Williams, like many people who suffer from addiction, had his first taste of drugs in high school.

In fact, it was his high school coach who introduced him to steroids.

“Do you want to play football after high school?” his coached asked him.

Seventeen-year-old Williams said yes.

“He was actually the one who shot me up,” he said.

The improved performance on the field made him feel “a part of” his community and opened doors for him to drink obsessively at parties and other social functions, he said.

He said he often found himself finishing drinks other people couldn’t.

“My addiction wasn’t a problem at the start. … I thought I could control it,” he said.

But he admitted to himself shortly after that “you don’t control addiction; addiction controls you.”

Williams, after a divorce from his wife of 15 years, substantial prison time, and multiple failed attempts to recover, walked into San Antonio Recovery Center, where he finally found his path to recovery under the guidance of a counselor there.

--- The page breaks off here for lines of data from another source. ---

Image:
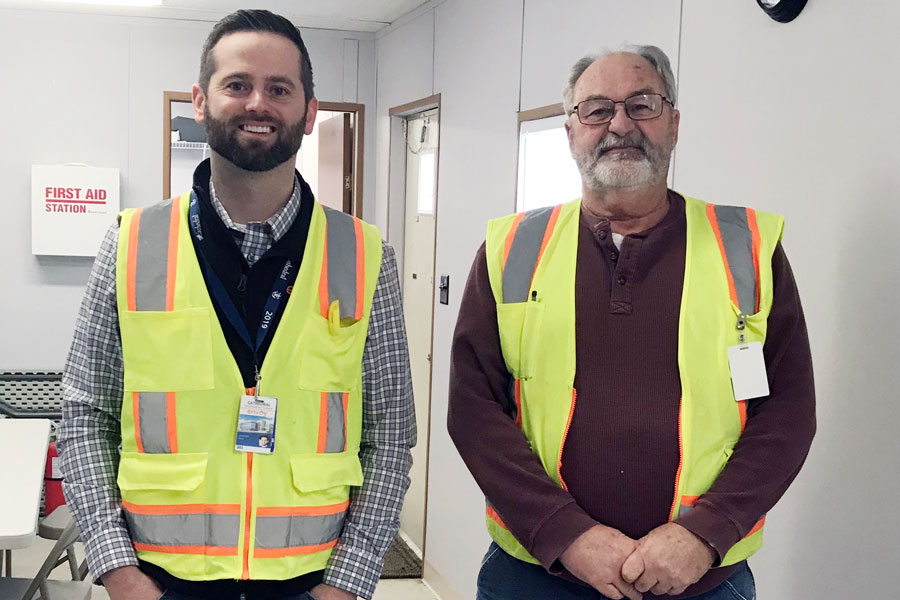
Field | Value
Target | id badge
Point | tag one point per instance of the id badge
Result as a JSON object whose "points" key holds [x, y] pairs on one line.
{"points": [[748, 371], [256, 424]]}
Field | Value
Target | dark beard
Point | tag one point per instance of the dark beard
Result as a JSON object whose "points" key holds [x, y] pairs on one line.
{"points": [[222, 138]]}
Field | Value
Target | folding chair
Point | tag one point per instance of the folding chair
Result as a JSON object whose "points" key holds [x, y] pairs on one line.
{"points": [[51, 527], [19, 588]]}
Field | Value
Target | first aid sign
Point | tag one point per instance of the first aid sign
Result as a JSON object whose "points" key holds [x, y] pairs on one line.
{"points": [[71, 208]]}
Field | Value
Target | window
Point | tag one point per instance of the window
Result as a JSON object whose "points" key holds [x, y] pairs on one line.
{"points": [[547, 173]]}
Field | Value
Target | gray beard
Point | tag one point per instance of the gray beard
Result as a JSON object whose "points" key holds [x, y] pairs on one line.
{"points": [[600, 172]]}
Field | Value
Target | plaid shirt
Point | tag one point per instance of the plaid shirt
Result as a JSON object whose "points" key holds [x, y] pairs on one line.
{"points": [[89, 437]]}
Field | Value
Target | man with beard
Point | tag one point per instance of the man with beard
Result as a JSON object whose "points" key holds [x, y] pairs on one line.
{"points": [[631, 380], [240, 301]]}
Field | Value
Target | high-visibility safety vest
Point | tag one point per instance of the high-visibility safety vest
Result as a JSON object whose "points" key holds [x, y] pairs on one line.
{"points": [[195, 506], [726, 300]]}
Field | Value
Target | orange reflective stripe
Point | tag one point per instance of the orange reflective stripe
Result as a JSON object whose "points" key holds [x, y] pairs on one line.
{"points": [[306, 511], [714, 222], [293, 551], [131, 264], [565, 435], [172, 254], [510, 236], [245, 574], [495, 517], [171, 427], [203, 550], [548, 233], [323, 423], [136, 409], [517, 396], [181, 509], [360, 269], [757, 527], [323, 278], [754, 232]]}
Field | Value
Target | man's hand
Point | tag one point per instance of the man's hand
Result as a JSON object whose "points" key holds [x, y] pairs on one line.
{"points": [[668, 560], [596, 558], [327, 592], [130, 583]]}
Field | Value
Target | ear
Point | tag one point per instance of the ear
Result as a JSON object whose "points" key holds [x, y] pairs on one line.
{"points": [[676, 120], [311, 110], [198, 99], [568, 127]]}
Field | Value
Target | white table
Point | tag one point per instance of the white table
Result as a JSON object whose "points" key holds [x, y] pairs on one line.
{"points": [[23, 454]]}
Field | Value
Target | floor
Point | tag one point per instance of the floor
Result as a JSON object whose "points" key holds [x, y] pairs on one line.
{"points": [[26, 563]]}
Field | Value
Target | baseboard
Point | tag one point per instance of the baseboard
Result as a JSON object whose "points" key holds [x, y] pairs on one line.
{"points": [[438, 584], [412, 545]]}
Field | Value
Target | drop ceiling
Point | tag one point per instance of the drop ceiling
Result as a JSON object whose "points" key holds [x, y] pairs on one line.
{"points": [[350, 15]]}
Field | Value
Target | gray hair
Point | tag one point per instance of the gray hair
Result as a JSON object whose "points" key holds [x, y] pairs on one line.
{"points": [[652, 54]]}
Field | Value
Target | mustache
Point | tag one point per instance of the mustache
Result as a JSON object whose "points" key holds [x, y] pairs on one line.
{"points": [[612, 141], [260, 119]]}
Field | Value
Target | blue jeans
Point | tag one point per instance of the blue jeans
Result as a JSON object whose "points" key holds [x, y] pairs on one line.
{"points": [[503, 577]]}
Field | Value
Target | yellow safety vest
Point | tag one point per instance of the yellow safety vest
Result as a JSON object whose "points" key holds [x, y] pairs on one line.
{"points": [[195, 506], [726, 300]]}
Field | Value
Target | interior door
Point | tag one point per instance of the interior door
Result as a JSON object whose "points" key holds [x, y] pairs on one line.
{"points": [[336, 163]]}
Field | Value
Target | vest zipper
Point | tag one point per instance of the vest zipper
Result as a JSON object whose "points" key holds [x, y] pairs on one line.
{"points": [[680, 462], [562, 446], [248, 508]]}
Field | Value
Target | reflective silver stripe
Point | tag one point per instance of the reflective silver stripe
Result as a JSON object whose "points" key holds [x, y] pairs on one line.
{"points": [[523, 254], [298, 530], [197, 529], [151, 262], [738, 242], [341, 249], [153, 422], [336, 440]]}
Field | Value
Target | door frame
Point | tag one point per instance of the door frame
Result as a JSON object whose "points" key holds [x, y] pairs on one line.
{"points": [[359, 134], [397, 192]]}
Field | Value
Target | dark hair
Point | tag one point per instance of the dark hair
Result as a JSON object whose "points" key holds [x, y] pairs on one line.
{"points": [[255, 20]]}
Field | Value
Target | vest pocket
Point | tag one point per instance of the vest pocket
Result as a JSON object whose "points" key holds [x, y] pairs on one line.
{"points": [[520, 328], [162, 472], [148, 338], [318, 472], [331, 356]]}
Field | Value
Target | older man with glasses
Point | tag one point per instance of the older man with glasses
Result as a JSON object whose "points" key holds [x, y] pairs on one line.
{"points": [[631, 379]]}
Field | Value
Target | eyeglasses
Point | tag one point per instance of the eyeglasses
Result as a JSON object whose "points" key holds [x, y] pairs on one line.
{"points": [[638, 107]]}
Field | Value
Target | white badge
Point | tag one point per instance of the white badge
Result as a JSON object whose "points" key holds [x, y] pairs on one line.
{"points": [[256, 425], [748, 371]]}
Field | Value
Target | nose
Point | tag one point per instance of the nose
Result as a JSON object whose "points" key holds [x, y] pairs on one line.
{"points": [[256, 101], [621, 123]]}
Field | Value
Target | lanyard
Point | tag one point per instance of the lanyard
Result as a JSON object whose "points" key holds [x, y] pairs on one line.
{"points": [[217, 288]]}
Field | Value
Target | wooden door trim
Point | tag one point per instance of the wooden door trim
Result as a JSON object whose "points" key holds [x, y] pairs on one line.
{"points": [[359, 132], [168, 98]]}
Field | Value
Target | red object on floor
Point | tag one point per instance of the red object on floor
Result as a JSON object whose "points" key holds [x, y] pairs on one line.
{"points": [[53, 497]]}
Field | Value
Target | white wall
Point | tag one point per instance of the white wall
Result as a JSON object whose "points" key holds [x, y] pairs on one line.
{"points": [[88, 88], [801, 119], [796, 118]]}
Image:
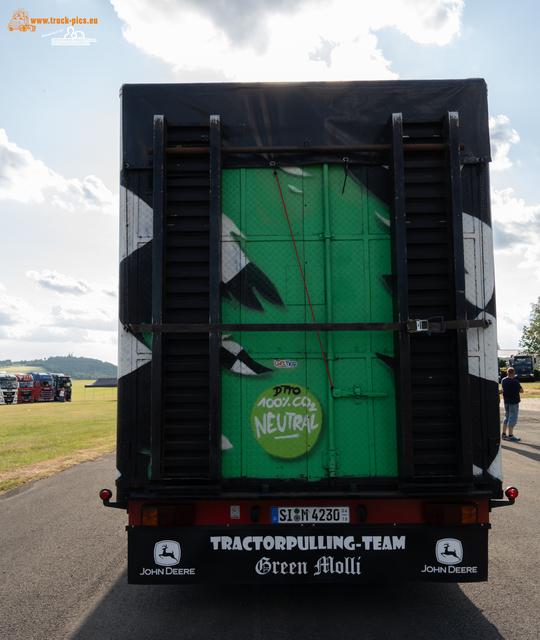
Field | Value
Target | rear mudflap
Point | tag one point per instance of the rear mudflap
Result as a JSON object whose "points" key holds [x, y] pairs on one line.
{"points": [[305, 554]]}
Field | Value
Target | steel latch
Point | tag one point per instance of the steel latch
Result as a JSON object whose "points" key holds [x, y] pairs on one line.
{"points": [[430, 325]]}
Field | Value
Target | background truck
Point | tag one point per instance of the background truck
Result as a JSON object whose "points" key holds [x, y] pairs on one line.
{"points": [[8, 388], [524, 366], [44, 385], [62, 381], [27, 391], [308, 357]]}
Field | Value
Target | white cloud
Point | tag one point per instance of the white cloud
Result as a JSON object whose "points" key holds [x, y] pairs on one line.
{"points": [[58, 282], [27, 180], [15, 312], [96, 319], [279, 40], [502, 138], [516, 230]]}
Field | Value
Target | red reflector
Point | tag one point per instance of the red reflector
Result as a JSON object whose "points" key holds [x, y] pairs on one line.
{"points": [[167, 516], [183, 516], [451, 514], [512, 493]]}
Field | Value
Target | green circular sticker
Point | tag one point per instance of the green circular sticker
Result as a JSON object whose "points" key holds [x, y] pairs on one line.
{"points": [[286, 420]]}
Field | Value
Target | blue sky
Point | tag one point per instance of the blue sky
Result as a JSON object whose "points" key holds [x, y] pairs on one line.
{"points": [[59, 130]]}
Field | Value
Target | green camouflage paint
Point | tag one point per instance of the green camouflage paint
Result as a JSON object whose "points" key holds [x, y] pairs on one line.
{"points": [[365, 427]]}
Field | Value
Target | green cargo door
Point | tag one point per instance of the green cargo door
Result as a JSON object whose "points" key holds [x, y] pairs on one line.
{"points": [[280, 418]]}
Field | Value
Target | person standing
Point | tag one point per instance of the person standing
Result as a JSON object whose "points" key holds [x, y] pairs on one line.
{"points": [[510, 392]]}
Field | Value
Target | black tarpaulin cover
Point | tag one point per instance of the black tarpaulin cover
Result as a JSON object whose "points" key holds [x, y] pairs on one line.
{"points": [[313, 114]]}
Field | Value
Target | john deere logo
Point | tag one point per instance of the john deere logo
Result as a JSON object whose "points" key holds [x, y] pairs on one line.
{"points": [[286, 420]]}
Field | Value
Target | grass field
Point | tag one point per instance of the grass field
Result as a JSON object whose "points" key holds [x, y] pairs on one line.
{"points": [[37, 440]]}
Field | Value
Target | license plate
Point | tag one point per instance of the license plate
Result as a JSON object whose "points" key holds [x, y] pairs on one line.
{"points": [[309, 515]]}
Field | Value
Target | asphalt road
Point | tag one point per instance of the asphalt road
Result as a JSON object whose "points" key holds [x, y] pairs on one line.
{"points": [[64, 577]]}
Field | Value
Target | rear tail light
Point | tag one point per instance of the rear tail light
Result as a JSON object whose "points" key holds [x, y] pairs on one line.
{"points": [[451, 514], [166, 516], [511, 493]]}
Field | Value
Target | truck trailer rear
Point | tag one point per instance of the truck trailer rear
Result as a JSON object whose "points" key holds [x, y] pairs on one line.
{"points": [[308, 383]]}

The event on campus drew people from various walks of life.

There were young people, such as the president of the Human Services Club, Roy Perez, who is early on a path to recovery, and older people, such as Rosie Hardeman, 49, who was addicted to crack cocaine and was evaluated by Judge Melisa Skinner of the 290th Criminal District Court, for Felony Drug Court.

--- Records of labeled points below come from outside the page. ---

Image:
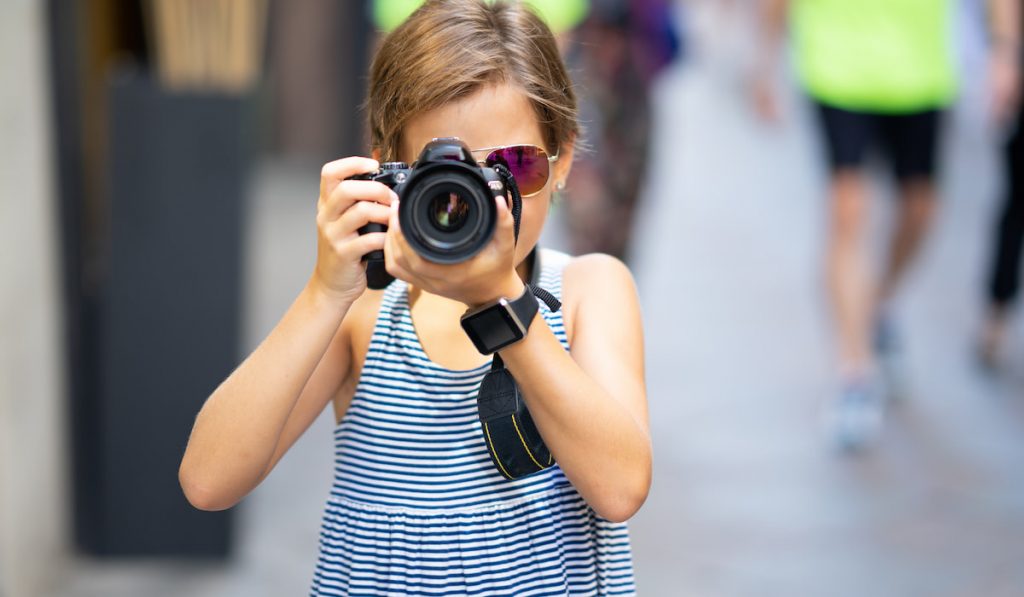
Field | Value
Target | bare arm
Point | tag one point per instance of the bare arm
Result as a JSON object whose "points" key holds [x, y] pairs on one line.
{"points": [[1005, 22], [1005, 65], [772, 16], [591, 406], [270, 399]]}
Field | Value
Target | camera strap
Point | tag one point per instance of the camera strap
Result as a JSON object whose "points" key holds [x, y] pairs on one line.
{"points": [[513, 441]]}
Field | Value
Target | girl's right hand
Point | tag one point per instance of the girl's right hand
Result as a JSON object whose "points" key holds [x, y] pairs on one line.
{"points": [[343, 208]]}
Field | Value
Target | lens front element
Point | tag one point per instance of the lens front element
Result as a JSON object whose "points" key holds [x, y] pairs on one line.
{"points": [[449, 211]]}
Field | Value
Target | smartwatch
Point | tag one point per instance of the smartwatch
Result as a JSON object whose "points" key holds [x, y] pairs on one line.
{"points": [[502, 323]]}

“I went to drug court under Judge Ernie Glenn and it saved my life,” Hardeman said in an interview at the event.

According to the National Institute of Justice website, www.nij.gov, “Drug courts are specialized court docket programs that target criminal defendants and offenders, juvenile offenders, and parents with pending child welfare cases who have alcohol and other drug dependency problems.”

The speakers not only touched on their journey to recovery but never let pass the opportunity to give advice.

“One of the things about recovery is we keep it, then we give it off, we don’t hoard,” Benitez said.

The next Recovery Speaker Smash will be in January, though the event is not yet scheduled.